Quando o sistema do Tribunal Superior Eleitoral (TSE) foi invadido, os hackers acessaram a intranet, ou seja, a rede interna da Corte, em uma camada mais superficial, mas não criptografaram dados. Em vez disso, optaram por expor as informações nas redes sociais e endereços externos.

Em relação à invasão e posterior divulgação de informações, o professor Wagner Meira Júnior explica que algumas medidas poderiam ser tomadas pelo TSE após o ataque. Por exemplo: revogar todas as senhas e autorizações e recadastrar todos os servidores. Wagner ressalta que os ataques são como um jogo de "gato e rato". "Se o TSE se baseou nos padrões de ataque do primeiro turno, ele pode ser surpreendido com uma mudança de padrão de ataque. A pessoa que está se protegendo, está olhando para trás, mas o atacante está olhando para frente. Eles podem decidir simplesmente não repetir a estratégia e fazer um ataque de uma forma diferente", pontua.

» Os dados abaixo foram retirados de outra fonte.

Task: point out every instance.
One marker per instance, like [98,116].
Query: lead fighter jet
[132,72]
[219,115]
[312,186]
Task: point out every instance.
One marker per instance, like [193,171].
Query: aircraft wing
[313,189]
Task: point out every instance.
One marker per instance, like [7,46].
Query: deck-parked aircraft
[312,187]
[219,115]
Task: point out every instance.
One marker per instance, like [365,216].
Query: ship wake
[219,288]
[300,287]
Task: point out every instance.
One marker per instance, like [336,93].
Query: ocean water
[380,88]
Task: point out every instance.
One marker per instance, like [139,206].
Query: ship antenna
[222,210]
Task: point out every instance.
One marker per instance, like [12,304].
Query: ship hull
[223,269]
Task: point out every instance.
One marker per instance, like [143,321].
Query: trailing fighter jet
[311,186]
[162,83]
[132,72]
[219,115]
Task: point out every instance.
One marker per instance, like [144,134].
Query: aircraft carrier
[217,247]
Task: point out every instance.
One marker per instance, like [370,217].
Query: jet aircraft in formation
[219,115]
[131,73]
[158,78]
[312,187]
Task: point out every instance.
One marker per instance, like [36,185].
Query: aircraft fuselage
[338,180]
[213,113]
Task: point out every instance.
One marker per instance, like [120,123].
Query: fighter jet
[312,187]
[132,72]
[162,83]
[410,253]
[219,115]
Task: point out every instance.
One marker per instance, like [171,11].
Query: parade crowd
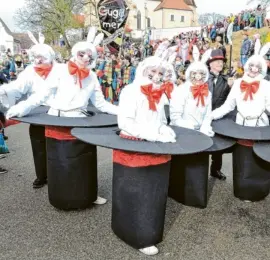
[191,74]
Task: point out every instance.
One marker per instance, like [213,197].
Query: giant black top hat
[216,55]
[228,127]
[187,141]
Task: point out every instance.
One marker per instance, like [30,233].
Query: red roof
[79,18]
[173,4]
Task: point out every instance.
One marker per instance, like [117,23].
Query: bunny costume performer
[251,96]
[78,84]
[40,77]
[137,175]
[75,160]
[191,103]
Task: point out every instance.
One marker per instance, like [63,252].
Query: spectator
[213,34]
[259,13]
[245,48]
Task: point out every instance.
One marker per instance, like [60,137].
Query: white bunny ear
[41,38]
[98,39]
[206,56]
[265,49]
[91,34]
[195,53]
[165,55]
[257,47]
[32,37]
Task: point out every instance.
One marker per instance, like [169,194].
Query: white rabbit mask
[85,53]
[150,71]
[168,56]
[256,66]
[40,54]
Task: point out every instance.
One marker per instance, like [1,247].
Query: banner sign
[113,16]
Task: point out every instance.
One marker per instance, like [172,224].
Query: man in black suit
[220,87]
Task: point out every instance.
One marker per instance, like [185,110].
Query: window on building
[139,20]
[148,22]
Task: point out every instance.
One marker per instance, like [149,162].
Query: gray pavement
[31,229]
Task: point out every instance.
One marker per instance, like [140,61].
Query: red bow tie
[153,96]
[168,88]
[249,89]
[81,73]
[43,70]
[200,92]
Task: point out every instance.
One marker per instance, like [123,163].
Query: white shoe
[100,201]
[152,250]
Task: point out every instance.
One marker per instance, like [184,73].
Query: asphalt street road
[31,229]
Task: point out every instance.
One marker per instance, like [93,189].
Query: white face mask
[197,77]
[156,76]
[39,60]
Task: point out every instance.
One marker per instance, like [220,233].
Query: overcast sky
[8,8]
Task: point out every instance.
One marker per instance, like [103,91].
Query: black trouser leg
[216,162]
[38,142]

No segundo turno, com o intuito de garantir o acesso continuado aos dados de divulgação de resultados caso algo aconteça no sistema do tribunal, o TSE irá repassar a veículos de comunicação os dados a serem divulgados. Assim, se o sistema tiver falhas, os dados continuarão a ser divulgados pelos veículos.

O professor avalia como boa a prática. "É uma técnica clássica de tolerância a falhas. Estão divergindo o tráfego do TSE para outros lugares, para não ser o ponto único de falha", disse. Para tal medida, o TSE solicitou que fosse encaminhado aoGmail do tribunal o nome da organização interessada, nome e e-mail do responsável pela área de rede e endereços de IP a serem registrados em uma lista de permissão. A informação foi divulgada no site do TSE na última quinta-feira. Além disso, outra medida de segurança adotada pelo TSE será suspender toda a comunicação via e-mail no dia da eleição.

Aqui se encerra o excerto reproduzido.